St. James Church, Acton Trussell
The St. James Church is situated just outside the small village of Acton Trussell in the English county of Staffordshire. The church is from the 13th century, build in 1212. It was enlarged and rebuild in 1869. The organ chamber and a combined vestry were added together with a new south porch. St. James Church was re-opened in 1870 after being closed for 44 years. The church has a window from the 13th century one from the 14th century and three bells in the tower from the 17th century.
In the backyard a wing of a Roman villa was discovered. From May 1985 archaeologists work here and found artefacts from the Roman and much older times, dating back to the Iron Age, the Bronze Age and even the Stone Age.
In the church yard are two commonwealth graves to be found, one from The Great War and one from the Second World War.
Mr. Thomas Askey was a private and fought with the Durham Light Infantry during the First World War. He perished on the 24th of October in 1918. Mr.

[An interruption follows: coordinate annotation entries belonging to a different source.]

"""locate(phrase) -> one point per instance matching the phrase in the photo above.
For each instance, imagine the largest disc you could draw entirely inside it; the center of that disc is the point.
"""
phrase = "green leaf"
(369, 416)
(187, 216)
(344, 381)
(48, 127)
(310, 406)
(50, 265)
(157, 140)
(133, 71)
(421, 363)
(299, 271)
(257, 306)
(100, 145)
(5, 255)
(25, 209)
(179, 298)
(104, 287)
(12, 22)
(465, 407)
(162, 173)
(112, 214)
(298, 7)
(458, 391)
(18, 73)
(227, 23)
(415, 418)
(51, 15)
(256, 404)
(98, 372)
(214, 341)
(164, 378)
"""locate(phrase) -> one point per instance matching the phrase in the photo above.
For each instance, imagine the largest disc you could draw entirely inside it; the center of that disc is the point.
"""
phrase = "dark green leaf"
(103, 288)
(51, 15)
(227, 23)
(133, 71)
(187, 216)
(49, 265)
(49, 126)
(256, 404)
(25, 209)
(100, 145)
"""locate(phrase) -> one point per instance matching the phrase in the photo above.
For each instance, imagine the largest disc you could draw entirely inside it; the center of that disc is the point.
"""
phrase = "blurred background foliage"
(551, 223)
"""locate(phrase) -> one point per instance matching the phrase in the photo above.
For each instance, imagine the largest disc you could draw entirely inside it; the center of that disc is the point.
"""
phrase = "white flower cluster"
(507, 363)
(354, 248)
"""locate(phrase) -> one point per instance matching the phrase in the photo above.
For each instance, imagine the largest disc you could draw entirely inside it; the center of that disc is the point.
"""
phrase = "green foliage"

Edward Barker was a Sapper with the Royal Engineers and died on 7 February in 1944 during the Second World War at the age of 29. Mr. Barker has another memorial stone next to the commonwealth stone. Here is the name of his wife, Catherine Darling Barker who almost reached the age of 102 years old.
The Church with the commonwealth graves can be found at the Penkridge road very close to the village of Acton Trussell.